The purpose of the Treasury Department’s bailout plan was to instill confidence in the market. It hasn’t worked. The Fed announced this week it will being buying commercial paper (unsecured debt) to help firms and instill confidence in the market. It hasn’t worked. After yesterday’s mammoth losses the stock market has lost twice as much in the past four days as it did in the whole month after Freddie and Fannie went under, triggering the crisis. Instead of stabilizing the market, the governments actions have increased uncertainty. If we had a time machine we could go back and ask the President to stick by his word from August when he said there would be no bailouts. Without the hint of a rescue Wall Street could have sought other alternatives. As soon as they smelled blood, Wall Street zoned in on the free government money and had their lobbyist convince us all that this was the ONLY way to save us from disaster. They were wrong too. So now what? The government can play a roll in stabilizing the markets. They don’t need to repeal The Bailout to do it. And it could probably be done without Congress too. Using emergency powers, the President’s office, the Treasury, Fed, SEC, and IRS should announce the following list of changes:
- There will be a temporary tax freeze for any money that is invested in the US from overseas (both foreign and repatriation);
- There will be a cut in the capital gains tax rate to 10%;
- Immigration and Homeland Security offices will begin lifting quotas for high skilled labor to enter the US on work visas;
- Taxes on any earnings from money invested in the Dow, Nasdaq, or S&P 500 between now and Dec. 31 will be cut or significantly reduced.

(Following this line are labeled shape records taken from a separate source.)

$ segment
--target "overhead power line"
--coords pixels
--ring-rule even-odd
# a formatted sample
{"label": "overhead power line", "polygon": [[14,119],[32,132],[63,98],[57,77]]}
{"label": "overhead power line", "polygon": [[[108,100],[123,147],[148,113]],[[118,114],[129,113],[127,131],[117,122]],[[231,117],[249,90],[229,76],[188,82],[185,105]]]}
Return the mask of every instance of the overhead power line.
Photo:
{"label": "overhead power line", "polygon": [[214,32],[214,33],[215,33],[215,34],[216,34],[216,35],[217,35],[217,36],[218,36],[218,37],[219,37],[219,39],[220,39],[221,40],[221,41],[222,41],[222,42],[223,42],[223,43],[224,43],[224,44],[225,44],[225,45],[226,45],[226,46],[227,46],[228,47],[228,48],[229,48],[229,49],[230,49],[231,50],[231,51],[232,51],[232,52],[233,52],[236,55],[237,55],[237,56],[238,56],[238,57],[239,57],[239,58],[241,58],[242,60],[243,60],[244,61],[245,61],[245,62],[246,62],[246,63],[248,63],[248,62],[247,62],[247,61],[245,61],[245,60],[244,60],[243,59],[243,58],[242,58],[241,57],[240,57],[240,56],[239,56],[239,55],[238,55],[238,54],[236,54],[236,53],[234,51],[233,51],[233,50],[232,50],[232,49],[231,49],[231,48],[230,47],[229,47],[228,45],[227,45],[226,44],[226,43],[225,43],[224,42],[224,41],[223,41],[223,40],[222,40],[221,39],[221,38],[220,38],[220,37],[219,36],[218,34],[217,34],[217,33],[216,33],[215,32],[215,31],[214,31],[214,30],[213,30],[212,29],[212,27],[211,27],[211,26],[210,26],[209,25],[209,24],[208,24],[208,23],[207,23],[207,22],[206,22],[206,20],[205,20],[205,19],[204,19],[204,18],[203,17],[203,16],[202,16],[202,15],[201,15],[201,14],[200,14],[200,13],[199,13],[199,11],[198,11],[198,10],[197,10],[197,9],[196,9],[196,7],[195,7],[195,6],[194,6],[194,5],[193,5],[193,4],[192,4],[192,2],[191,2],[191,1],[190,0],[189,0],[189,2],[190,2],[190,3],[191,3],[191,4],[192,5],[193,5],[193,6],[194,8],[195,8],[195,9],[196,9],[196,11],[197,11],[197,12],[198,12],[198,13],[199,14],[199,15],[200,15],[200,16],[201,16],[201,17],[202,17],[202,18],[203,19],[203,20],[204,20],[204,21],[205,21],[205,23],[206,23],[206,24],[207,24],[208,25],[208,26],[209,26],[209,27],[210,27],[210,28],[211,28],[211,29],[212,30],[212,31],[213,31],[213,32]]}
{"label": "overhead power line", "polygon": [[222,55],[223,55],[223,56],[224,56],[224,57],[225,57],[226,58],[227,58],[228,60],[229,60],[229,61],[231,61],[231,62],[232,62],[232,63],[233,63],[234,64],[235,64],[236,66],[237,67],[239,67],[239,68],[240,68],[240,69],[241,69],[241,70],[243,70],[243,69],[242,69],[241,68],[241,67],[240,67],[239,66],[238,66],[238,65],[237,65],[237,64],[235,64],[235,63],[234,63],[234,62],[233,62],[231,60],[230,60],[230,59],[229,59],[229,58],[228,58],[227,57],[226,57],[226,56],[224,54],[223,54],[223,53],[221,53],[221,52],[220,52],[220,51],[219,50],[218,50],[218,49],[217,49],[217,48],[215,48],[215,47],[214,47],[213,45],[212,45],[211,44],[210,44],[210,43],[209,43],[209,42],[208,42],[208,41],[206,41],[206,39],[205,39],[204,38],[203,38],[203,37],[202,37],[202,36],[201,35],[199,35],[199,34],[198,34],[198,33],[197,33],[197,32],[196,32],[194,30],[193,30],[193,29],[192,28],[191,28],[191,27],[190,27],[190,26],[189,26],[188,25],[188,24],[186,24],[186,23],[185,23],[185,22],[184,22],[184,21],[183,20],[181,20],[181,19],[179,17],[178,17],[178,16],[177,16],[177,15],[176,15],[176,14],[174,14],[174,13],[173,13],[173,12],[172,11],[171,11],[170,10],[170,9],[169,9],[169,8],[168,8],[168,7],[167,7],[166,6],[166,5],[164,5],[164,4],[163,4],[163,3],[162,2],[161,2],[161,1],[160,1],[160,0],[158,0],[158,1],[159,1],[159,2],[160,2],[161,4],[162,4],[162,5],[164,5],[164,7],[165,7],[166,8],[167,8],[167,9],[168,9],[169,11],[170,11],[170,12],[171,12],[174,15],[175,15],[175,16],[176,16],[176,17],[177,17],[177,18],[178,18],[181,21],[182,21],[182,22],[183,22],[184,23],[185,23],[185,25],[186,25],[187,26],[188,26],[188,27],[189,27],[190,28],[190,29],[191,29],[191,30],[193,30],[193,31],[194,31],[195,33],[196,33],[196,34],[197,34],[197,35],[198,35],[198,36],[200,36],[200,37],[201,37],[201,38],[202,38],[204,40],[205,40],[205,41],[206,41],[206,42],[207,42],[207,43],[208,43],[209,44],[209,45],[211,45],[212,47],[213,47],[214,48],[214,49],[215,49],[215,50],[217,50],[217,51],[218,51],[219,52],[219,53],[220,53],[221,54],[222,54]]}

Those four measures should instill significant confidence in the market and spur investment AND economic growth in America. It will bring in money and people from overseas, and stabilize our markets (while stabilizing global markets too). If Congress wants to have a say they can reconvene session and pass legislation after the Executive branch makes these unilateral moves. Meanwhile, there are still some bring spots in the financial sector. Morgan Stanley has the right idea as it struggles under the weight of its bad financial decisions. Instead of running hat-in-hand to the government like AIG, Wachovia/Citigroup, Detroit automakers, or the bulk of Wall Street with the big bailout they have sought financing from the… wait for it… private sector! (cue parade music, fireworks, streamers, and balloons). In order to raise capital to cover its losses, they are planning to sell a 21 percent stake to Japan’s Mitsubishi UFJ Financial Group for $9 billion (this was noted on September 29, 2008 by Out of Control). This is how the market should be working and how to survive the crisis.